Ellen DeGeneres On Life, the Oscars and Finding True Love
02/21/2014 AT 06:00 PM EST
I'm hosting the Oscars – because it's a really terrifying thing to do.
I thought, why not challenge myself? I'm comfortable right now, and it's never good to be comfortable as a performer. In real life, I like to be comfortable. I go home and literally put pajamas on immediately. Creatively I need to push myself. Hosting the Oscars is pretty much the scariest thing you can do. This is up there with bungee jumping. It's a room full of energy, like this breathing, living organism. I'm very susceptible to energy, good and bad, and I have to become a part of it and at the same time control it like a conductor. It's such a delicate balance.
It's a great year to host – there are great movies nominated and fun people in the audience for me to play with. I'm not going to hurt anybody, but it will be fun. I kinda know everybody too: Julia is my friend, Meryl is lovely, Sandra's hilarious, Leo is fantastic, I did EDtv with Matthew, and I'll definitely have jokes with him. Portia's picked out her dress. I told my mom yesterday that she's going, and she's excited. My brother's writing with me. I'm not taking this lightly, and I want to do a good job.
After I came out, I went through a really tough time. And that's okay.
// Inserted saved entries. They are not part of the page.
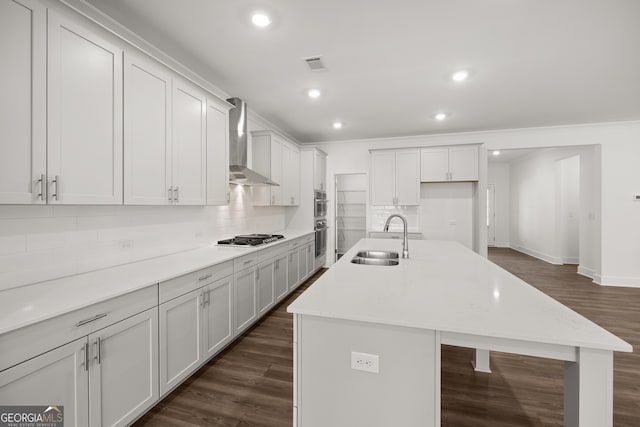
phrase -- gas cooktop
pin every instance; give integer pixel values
(251, 240)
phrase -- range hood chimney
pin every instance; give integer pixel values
(239, 173)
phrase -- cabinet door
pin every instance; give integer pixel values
(266, 282)
(434, 164)
(244, 299)
(217, 154)
(383, 178)
(84, 151)
(58, 377)
(293, 271)
(188, 144)
(23, 102)
(407, 177)
(463, 163)
(280, 276)
(217, 316)
(180, 335)
(147, 132)
(123, 378)
(276, 171)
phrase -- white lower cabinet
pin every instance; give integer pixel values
(108, 378)
(57, 377)
(245, 295)
(266, 286)
(293, 271)
(280, 276)
(123, 370)
(193, 327)
(180, 332)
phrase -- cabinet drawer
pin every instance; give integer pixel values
(245, 261)
(184, 284)
(30, 341)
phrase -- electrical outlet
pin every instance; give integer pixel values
(365, 362)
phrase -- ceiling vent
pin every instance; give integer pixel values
(315, 63)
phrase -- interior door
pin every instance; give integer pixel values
(491, 214)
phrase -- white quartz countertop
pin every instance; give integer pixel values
(447, 287)
(30, 304)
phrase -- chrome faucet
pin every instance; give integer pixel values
(405, 241)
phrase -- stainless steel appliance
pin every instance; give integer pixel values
(250, 240)
(319, 204)
(321, 236)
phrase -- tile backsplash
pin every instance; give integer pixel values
(40, 243)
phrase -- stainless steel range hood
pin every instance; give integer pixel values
(239, 173)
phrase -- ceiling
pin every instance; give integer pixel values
(531, 62)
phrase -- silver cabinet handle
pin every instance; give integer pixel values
(91, 319)
(43, 187)
(98, 345)
(56, 182)
(86, 356)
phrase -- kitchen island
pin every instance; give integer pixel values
(367, 338)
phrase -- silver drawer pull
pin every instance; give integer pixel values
(91, 319)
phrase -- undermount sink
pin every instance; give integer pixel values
(376, 258)
(377, 254)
For whatever reason, it was a big deal for me to come out. To me, my coming out was the equivalent of if Liberace had come out. I didn't think it was going to be that much of a surprise. What hurt was this: Does that label, that word, change my talent, my kindness, my heart, my intention for entertaining people? I thought everyone knew me, and I didn't think that one little adjective was going to define me.